Slashdot Mirror
Consumers Data Stolen from LexisNexis
LE UI Guy writes "Reuters is currently running a story regarding LexisNexis being tapped into by identity thieves who accessed up to 32,000 customer profiles. Information hit included names, addresses, Social Security and driver's license numbers. This comes on the heels of rival ChoicePoint being breached for 145,000 profiles last month in a similar case. Better check yourself." Update: 03/10 02:40 GMT by J : ChoicePoint's name corrected (and, it may be more than 145,000, they don't know).
Make the CEO, CTO and Customer Support manager provide their own personal information in their own databases.
Check yourself? What does that mean? Check that you haven't been stolen? What if you haven't - what can you do to stop it from happening after you check?

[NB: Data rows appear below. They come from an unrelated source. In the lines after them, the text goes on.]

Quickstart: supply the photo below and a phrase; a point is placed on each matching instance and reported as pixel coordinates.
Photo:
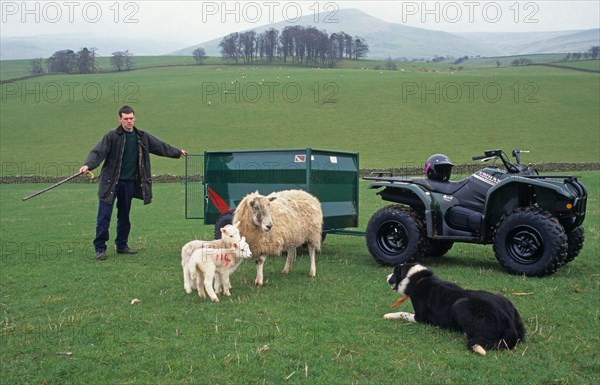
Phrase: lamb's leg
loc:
(218, 284)
(198, 277)
(291, 256)
(209, 276)
(410, 317)
(226, 284)
(313, 263)
(187, 284)
(260, 262)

These corporations are destroying the value of our essential property: our identities. They demand we give our personal info, without enforcing our copyrights to prevent its being disseminated, then let it get stolen by people who will use it to damage us. When someone rips me off with some personal info they stole from some negligent data warehouse, the warehouse should be liable for my damages, including the work to recover my losses, and the defamation that will inevitably ripple through the endlessly interlinked online infosystems forever. And when compromised, they should pay my identity theft insurance premiums. This free value we deliver to them has a cost when it's abused, and such insecurity abuse is now obviously standard practice.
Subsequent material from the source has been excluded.